James WEIR, Relator, v. ACCRA CARE, INC., Respondent, Department of Employment and Economic Development, Respondent.
-- February 25, 2013
James Weir, Richfield, Minnesota, pro se relator.ACCRA Care, Inc., Hopkins, Minnesota (respondent) Lee B. Nelson, Amy R. Lawler, Minnesota Department of Employment and Economic Development, St. Paul, Minnesota, for respondent Department of Employment and Economic Development.
Pro se relator James Weir challenges respondent Minnesota Department of Employment and Economic Development's (DEED) determination that he is not eligible for unemployment benefits because his employment with respondent ACCRA Care, Inc. was “noncovered employment.” Because we conclude that the statute classifying Weir's employment as noncovered employment violates the state constitution, we reverse.
The facts are undisputed. Weir began caring for his mother as a personal-care assistant (PCA) employed through ACCRA in March 2010. Minnesota offers PCA services to qualifying individuals as part of its medical-assistance program. Minn.Stat. § 256B.0659 (2012). The program allows some family members to become PCAs, but not “parents, stepparents, and ․ spouses.” Id., subd. 11(c). PCAs must meet several requirements, including being employed by a personal-care-assistance-provider agency. Id., subd. 11(a)(2). PCAs so employed are “limited to providing and being paid for up to 275 hours per month.” Id., subd. 11(a)(10). But the law authorizes the “flexible use” of authorized hours within “a service authorization period covering no more than six months, in order to more effectively meet the needs and schedule of the recipient.” Id., subd. 15. There is no question that Weir met all of the statutory requirements to be a PCA for his mother.

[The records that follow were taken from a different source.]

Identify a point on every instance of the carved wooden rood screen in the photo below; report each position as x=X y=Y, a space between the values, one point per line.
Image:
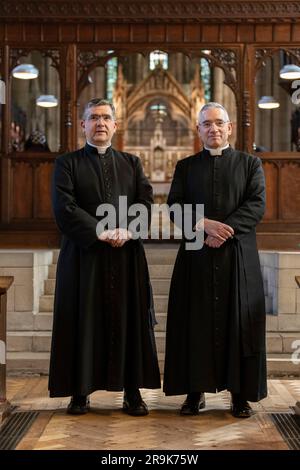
x=228 y=51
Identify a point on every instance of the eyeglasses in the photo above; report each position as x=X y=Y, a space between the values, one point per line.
x=98 y=117
x=208 y=124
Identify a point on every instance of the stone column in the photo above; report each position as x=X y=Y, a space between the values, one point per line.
x=5 y=282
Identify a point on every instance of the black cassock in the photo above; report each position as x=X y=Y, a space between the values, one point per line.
x=103 y=319
x=216 y=313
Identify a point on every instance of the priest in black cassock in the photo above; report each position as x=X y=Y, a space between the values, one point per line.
x=103 y=317
x=216 y=313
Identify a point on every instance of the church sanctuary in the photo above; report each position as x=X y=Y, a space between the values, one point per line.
x=158 y=62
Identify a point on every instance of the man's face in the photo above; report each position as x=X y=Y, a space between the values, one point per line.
x=99 y=125
x=213 y=128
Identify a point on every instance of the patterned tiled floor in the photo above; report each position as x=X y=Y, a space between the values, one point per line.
x=107 y=428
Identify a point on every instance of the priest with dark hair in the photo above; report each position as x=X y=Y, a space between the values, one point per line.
x=103 y=335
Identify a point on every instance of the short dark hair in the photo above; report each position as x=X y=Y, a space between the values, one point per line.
x=98 y=102
x=210 y=105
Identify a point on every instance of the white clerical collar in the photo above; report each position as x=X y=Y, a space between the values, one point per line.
x=217 y=151
x=100 y=150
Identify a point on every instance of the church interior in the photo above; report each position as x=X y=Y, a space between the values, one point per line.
x=159 y=63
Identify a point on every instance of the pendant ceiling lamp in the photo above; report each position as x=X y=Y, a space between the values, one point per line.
x=290 y=72
x=25 y=71
x=47 y=101
x=268 y=102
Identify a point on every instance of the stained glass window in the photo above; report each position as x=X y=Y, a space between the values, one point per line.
x=206 y=78
x=111 y=76
x=158 y=57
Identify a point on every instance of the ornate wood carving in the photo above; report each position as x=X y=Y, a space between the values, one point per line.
x=261 y=55
x=153 y=10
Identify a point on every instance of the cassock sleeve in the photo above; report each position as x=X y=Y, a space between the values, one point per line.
x=74 y=222
x=143 y=194
x=251 y=211
x=177 y=196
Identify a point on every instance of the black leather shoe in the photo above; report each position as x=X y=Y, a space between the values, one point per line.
x=240 y=408
x=79 y=405
x=133 y=404
x=193 y=404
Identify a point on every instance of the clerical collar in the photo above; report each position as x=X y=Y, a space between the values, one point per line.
x=217 y=151
x=100 y=150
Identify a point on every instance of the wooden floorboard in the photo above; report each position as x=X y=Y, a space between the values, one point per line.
x=106 y=427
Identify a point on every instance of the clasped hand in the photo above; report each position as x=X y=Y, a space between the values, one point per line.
x=116 y=238
x=217 y=232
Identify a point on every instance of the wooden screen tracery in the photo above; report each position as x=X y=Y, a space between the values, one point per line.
x=72 y=33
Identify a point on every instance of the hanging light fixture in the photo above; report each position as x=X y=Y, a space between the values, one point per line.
x=47 y=101
x=290 y=72
x=25 y=71
x=268 y=102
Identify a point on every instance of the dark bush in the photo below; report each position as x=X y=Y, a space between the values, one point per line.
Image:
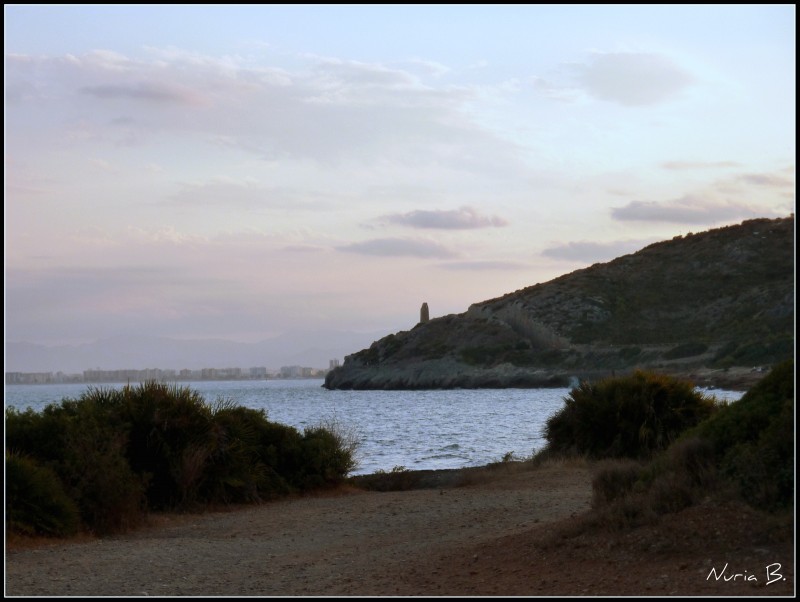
x=78 y=443
x=116 y=453
x=36 y=503
x=630 y=416
x=753 y=440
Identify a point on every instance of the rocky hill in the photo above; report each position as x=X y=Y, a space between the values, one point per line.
x=706 y=305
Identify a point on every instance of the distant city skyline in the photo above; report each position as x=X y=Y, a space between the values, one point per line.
x=240 y=172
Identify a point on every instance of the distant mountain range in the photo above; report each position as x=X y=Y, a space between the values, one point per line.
x=713 y=301
x=312 y=349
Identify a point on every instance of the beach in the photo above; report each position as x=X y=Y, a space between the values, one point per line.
x=506 y=532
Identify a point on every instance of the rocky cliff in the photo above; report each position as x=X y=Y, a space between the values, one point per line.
x=719 y=303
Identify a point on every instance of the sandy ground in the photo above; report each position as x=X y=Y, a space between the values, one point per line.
x=511 y=534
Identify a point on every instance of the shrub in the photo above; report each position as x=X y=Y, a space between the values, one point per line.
x=753 y=440
x=79 y=444
x=114 y=453
x=169 y=439
x=630 y=416
x=234 y=471
x=36 y=503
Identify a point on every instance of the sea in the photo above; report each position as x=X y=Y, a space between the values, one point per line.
x=395 y=430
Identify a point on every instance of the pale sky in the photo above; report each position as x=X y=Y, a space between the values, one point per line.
x=238 y=172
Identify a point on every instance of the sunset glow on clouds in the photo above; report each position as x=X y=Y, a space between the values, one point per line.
x=239 y=172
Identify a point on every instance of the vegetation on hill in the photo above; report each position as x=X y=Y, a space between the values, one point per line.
x=743 y=450
x=102 y=461
x=717 y=300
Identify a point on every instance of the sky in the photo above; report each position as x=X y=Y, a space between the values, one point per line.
x=239 y=172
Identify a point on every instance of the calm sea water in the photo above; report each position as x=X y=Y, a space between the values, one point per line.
x=414 y=429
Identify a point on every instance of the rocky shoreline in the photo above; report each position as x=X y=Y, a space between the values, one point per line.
x=446 y=373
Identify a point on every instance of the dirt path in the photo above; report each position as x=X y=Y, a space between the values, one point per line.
x=495 y=537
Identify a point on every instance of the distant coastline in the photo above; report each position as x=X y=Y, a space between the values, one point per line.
x=129 y=375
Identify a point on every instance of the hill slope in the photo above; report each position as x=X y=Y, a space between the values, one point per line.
x=717 y=300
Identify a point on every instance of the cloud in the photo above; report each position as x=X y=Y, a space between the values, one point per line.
x=632 y=79
x=248 y=195
x=682 y=165
x=328 y=111
x=767 y=180
x=465 y=218
x=398 y=247
x=148 y=91
x=484 y=265
x=689 y=209
x=592 y=252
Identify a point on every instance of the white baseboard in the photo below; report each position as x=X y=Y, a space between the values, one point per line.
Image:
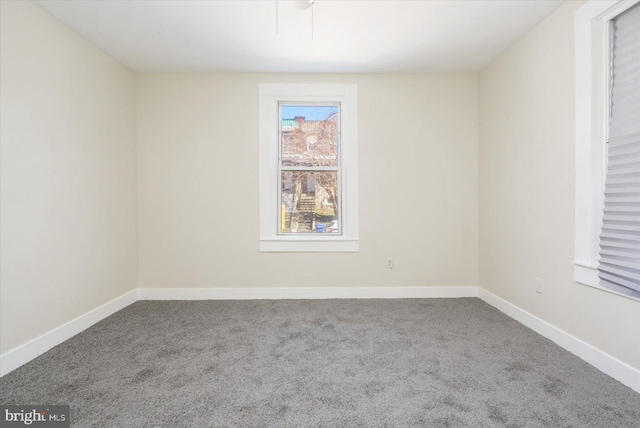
x=305 y=293
x=604 y=362
x=16 y=357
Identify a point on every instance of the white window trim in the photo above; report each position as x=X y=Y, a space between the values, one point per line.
x=270 y=95
x=592 y=111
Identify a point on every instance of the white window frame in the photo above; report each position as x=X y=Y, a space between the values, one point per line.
x=592 y=55
x=270 y=97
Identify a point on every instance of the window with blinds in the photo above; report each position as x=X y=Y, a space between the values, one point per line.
x=619 y=266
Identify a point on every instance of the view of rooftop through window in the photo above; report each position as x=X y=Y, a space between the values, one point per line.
x=309 y=169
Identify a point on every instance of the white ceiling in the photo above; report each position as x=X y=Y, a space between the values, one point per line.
x=348 y=35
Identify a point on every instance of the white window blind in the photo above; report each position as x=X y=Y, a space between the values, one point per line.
x=619 y=267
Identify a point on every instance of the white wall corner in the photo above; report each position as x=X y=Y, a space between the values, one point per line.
x=604 y=362
x=21 y=355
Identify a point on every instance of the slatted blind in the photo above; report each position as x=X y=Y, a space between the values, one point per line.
x=619 y=267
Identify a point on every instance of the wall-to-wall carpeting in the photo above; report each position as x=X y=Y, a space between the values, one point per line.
x=307 y=363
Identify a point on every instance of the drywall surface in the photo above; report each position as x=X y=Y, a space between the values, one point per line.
x=197 y=138
x=68 y=160
x=527 y=185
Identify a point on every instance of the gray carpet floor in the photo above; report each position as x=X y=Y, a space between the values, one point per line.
x=319 y=363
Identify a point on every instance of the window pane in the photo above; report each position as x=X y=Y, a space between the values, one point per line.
x=309 y=202
x=309 y=135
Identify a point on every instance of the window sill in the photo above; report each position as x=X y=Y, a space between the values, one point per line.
x=588 y=275
x=307 y=245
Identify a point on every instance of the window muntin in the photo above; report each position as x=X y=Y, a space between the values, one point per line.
x=278 y=177
x=309 y=169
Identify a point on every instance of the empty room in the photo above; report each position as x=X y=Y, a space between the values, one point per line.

Weir continued to care for his mother until she passed away on December 18, 2011. Weir then applied for unemployment benefits based on his employment with ACCRA, but DEED deemed him ineligible because his employment was considered “noncovered” employment. Employees without sufficient wages in “covered” employment during a given base period are not eligible for unemployment benefits. Minn.Stat. § 268.07 (2012). Weir was informed that, effective July 1, 2010, the state's unemployment-insurance statutes were amended to include “employment of an individual who provides direct care to an immediate family member funded through the personal care assistance program under section 256B.0659” as noncovered employment. Minn.Stat. § 268.035, subd. 20(20) (2012).1 “ ‘Immediate family member’ means an individual's spouse, parent, stepparent, grandparent, son or daughter, stepson or stepdaughter, or grandson or granddaughter.” Minn.Stat. § 268.035, subd. 19a (2012).
Weir does not dispute that he falls within this category of employees, but he nevertheless appealed his ineligibility determination to an unemployment-law judge (ULJ) on two grounds. He claimed that (1) because his employment with ACCRA was initially covered employment, he should have been notified of the statutory amendment and (2) the statute classifying his employment as noncovered employment violates the Equal Protection Clause of the Minnesota Constitution.
After a telephone hearing, the ULJ determined that Weir is ineligible for benefits because his employment is considered noncovered employment and that he, the ULJ, did not have the authority to determine the constitutionality of the statute. Weir requested reconsideration, which the ULJ denied. This certiorari appeal follows.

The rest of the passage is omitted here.